While It Lasts



 I put on pants today for the first time this week and trek the two blocks to a neighborhood café. My daughter is cocooned in a new-fangled wrap, nestled beneath my chin; I rest my nose in her reddish hair and breathe in the delicious scent of her head with every inhale.  The din of the café lulls her eyelids closed and I shift my weight from hip to hip in our new rhythm. I’m scanning the chalkboard menu as I debate whether to order the enormous banana muffin or the veggie wrap. When was the last time you ate a vegetable? Get the wrap! I will most definitely order the muffin.
I’m nearing the front of the line when an elderly woman in front of me turns and sees the baby strapped to my chest. She coos in delight as we exchange the details that are by now tattooed on my heart.   
             Six weeks.     
Yes, she’s a girl.    
Zoe Jane.   
No, not sleeping through the night yet.

             And then I steel myself for what I know she will say. What they all say: Enjoy every minute; it goes by so fast. I wince and muster a smile that can’t quite reach my eyes. I’m trying, I offer unconvincingly, but the words reverberate in my ears on the walk home and guilt worms its way back into my shoulders.

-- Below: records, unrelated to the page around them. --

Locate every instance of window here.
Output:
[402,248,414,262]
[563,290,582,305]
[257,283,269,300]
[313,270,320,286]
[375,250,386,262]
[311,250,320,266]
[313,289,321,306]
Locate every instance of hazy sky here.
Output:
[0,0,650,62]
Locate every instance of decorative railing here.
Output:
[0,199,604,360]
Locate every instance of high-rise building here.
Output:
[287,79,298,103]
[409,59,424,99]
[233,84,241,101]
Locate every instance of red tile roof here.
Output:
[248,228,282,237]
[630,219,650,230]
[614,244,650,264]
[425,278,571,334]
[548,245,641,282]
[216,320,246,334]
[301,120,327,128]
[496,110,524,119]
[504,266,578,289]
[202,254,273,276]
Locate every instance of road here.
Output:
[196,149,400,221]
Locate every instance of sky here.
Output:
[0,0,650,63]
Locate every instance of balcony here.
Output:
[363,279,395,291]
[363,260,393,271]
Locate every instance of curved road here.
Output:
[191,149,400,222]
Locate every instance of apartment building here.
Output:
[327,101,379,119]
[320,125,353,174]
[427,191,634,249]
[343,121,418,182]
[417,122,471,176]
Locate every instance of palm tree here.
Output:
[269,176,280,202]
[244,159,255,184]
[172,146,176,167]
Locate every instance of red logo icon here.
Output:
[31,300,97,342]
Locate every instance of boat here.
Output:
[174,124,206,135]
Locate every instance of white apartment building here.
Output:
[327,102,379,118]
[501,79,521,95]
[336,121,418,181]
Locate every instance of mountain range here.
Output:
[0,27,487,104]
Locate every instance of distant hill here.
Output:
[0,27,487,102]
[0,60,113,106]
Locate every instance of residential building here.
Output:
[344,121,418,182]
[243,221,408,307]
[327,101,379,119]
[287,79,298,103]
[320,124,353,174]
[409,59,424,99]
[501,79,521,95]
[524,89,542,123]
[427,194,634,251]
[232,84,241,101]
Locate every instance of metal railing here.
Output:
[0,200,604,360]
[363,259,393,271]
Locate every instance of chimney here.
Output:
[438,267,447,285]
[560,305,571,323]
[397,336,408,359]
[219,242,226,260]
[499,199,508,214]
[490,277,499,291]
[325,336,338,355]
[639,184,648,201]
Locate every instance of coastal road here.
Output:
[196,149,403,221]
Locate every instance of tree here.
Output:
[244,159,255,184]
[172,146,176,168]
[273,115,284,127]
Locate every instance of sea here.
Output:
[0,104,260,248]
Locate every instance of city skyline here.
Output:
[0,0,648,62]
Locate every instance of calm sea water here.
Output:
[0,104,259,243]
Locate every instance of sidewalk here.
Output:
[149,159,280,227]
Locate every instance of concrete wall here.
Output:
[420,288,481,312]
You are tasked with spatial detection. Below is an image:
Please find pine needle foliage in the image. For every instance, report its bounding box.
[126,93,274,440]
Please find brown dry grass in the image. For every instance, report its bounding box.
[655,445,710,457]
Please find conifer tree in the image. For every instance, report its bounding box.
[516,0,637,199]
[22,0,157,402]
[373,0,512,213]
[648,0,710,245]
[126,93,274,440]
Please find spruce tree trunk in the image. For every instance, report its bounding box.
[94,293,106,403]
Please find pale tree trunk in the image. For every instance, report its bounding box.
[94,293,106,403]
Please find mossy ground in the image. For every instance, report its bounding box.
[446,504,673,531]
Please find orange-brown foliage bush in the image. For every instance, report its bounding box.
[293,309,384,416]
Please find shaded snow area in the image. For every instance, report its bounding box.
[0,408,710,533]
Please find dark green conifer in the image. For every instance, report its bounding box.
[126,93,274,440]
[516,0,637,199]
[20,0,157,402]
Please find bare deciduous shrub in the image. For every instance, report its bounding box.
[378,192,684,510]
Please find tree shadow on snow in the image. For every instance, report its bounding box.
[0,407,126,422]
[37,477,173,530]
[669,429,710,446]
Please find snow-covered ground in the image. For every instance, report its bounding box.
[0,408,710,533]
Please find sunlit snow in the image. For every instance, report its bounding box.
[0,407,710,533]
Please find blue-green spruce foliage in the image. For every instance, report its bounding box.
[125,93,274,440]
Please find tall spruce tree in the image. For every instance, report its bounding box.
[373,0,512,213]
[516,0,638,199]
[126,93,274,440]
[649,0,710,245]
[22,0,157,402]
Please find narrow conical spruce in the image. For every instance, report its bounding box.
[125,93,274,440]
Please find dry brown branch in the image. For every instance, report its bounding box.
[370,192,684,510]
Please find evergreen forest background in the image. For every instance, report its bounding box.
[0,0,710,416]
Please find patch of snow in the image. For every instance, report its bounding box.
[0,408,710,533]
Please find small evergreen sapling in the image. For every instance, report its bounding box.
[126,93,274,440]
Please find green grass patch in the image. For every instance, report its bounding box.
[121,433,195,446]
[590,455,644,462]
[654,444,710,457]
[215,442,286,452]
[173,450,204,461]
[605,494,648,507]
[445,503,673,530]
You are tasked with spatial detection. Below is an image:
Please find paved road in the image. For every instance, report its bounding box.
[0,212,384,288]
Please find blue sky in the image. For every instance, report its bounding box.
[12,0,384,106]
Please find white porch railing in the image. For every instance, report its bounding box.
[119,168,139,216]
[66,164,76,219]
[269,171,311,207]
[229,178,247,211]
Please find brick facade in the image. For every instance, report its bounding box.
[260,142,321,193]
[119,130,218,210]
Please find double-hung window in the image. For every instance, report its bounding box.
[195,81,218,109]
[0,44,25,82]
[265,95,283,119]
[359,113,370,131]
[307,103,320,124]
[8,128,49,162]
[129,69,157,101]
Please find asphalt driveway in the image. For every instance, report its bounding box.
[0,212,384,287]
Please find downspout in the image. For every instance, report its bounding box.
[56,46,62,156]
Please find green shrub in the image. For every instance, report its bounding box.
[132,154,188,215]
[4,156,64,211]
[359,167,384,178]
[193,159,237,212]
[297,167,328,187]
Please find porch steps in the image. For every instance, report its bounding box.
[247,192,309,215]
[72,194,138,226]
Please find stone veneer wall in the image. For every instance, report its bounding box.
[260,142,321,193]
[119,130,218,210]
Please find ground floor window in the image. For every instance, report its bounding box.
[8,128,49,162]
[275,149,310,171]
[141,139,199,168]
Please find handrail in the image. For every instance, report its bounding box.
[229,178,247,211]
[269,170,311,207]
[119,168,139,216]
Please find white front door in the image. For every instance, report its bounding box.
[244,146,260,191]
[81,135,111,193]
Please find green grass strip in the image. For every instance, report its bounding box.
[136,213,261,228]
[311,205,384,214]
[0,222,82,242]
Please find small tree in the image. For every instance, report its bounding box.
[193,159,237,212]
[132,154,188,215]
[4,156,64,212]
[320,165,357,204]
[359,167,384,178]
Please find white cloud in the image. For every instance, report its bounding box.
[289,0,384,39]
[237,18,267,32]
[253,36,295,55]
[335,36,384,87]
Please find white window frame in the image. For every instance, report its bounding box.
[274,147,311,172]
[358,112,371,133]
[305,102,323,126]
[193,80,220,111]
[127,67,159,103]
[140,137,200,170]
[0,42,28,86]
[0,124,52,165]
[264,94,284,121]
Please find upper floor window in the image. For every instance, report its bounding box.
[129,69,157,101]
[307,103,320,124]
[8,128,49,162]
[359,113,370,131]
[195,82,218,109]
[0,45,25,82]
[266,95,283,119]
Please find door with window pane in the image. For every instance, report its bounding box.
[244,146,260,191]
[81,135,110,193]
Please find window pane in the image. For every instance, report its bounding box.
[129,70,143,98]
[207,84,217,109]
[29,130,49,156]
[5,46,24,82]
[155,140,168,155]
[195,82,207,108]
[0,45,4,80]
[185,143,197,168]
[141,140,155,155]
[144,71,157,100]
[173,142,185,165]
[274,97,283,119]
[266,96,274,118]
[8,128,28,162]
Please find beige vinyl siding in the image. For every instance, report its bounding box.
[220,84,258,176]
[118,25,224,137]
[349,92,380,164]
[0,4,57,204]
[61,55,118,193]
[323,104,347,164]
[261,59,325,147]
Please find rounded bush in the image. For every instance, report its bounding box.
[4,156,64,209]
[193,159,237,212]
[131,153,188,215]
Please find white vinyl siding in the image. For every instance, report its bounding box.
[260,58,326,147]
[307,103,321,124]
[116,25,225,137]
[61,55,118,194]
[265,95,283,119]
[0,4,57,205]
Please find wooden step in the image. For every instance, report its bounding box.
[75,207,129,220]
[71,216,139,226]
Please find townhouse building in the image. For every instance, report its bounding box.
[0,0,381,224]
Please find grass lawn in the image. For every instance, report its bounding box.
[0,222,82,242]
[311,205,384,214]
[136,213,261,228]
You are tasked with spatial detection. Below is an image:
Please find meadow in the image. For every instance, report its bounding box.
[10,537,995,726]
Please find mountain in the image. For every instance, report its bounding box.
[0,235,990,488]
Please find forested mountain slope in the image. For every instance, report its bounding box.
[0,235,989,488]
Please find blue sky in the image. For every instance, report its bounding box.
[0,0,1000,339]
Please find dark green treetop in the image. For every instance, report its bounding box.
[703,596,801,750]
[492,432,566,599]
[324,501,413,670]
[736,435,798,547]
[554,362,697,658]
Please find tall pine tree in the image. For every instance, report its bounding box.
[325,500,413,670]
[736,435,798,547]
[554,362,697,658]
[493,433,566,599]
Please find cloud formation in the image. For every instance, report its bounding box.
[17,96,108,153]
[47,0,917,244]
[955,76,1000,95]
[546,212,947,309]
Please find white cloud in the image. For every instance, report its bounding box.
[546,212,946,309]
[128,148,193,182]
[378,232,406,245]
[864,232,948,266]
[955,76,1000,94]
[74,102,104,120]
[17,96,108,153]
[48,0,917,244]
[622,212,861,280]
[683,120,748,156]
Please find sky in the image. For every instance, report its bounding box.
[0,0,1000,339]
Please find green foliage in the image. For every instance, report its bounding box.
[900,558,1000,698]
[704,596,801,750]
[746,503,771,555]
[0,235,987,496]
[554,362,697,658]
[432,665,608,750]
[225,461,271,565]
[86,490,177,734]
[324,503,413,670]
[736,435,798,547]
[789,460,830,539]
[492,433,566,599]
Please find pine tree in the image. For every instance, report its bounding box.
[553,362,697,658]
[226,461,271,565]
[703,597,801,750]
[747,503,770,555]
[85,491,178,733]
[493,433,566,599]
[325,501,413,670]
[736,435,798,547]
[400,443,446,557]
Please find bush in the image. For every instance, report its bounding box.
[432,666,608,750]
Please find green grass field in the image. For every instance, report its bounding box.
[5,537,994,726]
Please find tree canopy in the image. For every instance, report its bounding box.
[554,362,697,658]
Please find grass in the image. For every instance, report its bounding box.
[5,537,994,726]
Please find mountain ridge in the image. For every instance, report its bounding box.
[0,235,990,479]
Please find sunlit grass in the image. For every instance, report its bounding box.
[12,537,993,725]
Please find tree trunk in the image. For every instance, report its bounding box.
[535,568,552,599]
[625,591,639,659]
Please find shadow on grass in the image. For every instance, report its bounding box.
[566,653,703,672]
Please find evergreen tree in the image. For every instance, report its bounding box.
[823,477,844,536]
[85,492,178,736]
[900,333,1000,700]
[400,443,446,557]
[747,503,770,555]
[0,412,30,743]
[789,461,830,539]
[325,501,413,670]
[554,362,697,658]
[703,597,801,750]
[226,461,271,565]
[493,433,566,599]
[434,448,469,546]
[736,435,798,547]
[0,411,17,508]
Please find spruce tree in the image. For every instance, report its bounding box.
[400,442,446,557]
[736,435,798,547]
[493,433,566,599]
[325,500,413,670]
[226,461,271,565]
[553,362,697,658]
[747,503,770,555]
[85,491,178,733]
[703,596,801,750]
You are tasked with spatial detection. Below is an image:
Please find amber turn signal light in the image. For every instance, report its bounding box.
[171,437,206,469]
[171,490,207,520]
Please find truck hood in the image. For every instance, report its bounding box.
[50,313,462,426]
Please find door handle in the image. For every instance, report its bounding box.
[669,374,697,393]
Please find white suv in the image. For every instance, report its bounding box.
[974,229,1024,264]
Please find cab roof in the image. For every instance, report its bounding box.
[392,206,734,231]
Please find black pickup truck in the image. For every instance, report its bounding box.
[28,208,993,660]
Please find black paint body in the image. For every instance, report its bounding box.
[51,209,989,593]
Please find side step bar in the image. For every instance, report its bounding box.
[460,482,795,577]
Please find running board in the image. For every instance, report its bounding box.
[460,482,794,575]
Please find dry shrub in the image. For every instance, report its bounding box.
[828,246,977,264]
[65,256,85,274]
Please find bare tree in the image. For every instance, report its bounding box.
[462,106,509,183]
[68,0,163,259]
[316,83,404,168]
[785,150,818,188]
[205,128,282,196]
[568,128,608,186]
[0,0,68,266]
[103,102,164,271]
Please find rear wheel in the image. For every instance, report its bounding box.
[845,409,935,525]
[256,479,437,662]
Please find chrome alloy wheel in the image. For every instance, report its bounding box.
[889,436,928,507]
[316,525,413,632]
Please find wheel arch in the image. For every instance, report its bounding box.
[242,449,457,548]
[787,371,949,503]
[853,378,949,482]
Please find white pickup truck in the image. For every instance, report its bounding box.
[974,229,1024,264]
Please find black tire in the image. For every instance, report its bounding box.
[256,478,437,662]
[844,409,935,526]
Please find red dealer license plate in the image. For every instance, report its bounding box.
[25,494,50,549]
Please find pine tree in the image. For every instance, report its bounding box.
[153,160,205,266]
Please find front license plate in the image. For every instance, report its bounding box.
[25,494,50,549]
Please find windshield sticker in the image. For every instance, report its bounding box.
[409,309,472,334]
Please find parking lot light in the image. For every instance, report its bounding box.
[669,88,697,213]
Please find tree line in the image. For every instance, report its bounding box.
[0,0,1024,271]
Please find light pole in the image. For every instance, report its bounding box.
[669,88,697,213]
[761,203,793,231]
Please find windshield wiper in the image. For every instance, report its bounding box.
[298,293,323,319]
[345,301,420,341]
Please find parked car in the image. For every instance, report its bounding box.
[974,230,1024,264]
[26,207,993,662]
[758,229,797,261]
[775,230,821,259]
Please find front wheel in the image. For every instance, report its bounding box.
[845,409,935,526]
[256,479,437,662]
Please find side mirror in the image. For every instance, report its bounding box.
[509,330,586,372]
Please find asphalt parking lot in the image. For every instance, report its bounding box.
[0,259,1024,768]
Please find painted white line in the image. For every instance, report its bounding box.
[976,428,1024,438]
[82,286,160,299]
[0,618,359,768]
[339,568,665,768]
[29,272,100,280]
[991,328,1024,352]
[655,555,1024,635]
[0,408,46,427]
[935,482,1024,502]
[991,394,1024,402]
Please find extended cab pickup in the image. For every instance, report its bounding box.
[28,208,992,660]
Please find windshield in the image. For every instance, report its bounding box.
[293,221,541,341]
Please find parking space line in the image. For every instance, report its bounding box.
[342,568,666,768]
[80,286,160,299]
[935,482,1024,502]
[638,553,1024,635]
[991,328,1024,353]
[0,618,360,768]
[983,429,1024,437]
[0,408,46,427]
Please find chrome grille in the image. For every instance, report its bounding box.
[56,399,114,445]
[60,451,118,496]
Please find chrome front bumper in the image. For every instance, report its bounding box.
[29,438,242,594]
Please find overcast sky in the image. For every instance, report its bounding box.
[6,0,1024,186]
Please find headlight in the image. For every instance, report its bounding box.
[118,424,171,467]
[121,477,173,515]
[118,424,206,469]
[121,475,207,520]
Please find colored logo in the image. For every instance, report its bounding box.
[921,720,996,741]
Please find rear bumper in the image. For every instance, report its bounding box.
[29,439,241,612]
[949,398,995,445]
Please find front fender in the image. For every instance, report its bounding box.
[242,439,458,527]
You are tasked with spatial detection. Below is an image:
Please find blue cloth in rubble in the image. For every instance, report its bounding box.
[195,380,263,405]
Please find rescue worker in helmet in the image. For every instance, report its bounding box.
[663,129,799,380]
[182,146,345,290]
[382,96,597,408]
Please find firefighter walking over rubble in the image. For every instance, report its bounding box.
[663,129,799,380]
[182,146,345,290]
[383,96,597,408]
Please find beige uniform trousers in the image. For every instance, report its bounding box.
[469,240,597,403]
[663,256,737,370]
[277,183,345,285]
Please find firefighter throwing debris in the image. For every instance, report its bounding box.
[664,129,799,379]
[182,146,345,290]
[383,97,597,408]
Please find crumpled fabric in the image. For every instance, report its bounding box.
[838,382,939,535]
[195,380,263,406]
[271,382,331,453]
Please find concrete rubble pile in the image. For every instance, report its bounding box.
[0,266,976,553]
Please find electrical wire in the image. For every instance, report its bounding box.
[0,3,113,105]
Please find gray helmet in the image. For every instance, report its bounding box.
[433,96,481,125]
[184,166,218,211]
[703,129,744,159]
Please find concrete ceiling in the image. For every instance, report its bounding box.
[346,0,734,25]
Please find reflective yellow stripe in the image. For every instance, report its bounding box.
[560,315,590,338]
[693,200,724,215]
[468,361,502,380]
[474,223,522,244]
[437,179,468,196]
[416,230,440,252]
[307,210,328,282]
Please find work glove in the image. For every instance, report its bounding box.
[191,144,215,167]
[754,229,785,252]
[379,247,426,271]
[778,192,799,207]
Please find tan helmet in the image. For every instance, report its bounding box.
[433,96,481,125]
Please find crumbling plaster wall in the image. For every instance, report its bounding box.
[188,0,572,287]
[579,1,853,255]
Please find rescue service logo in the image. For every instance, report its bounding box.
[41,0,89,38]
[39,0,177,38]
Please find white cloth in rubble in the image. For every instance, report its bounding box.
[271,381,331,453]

                I open the front door and an audible groan escapes. The scent of unwashed baby bottles hovers in the air near a stack of empty takeout containers that are probably not recyclable. I’m sorry, Earth. The couch boasts a week’s worth of laundry that even the dog knows will never be folded. I’m a freaking cliché.
                A glance at the clock tells me I have 17 minutes before she will wake. I cradle her head with one hand and open a book with another, but the words dance across the page. I close my eyes only to jerk awake moments later and frantically listen for sounds of her breathing. Who made up this advice to sleep when the baby sleeps?!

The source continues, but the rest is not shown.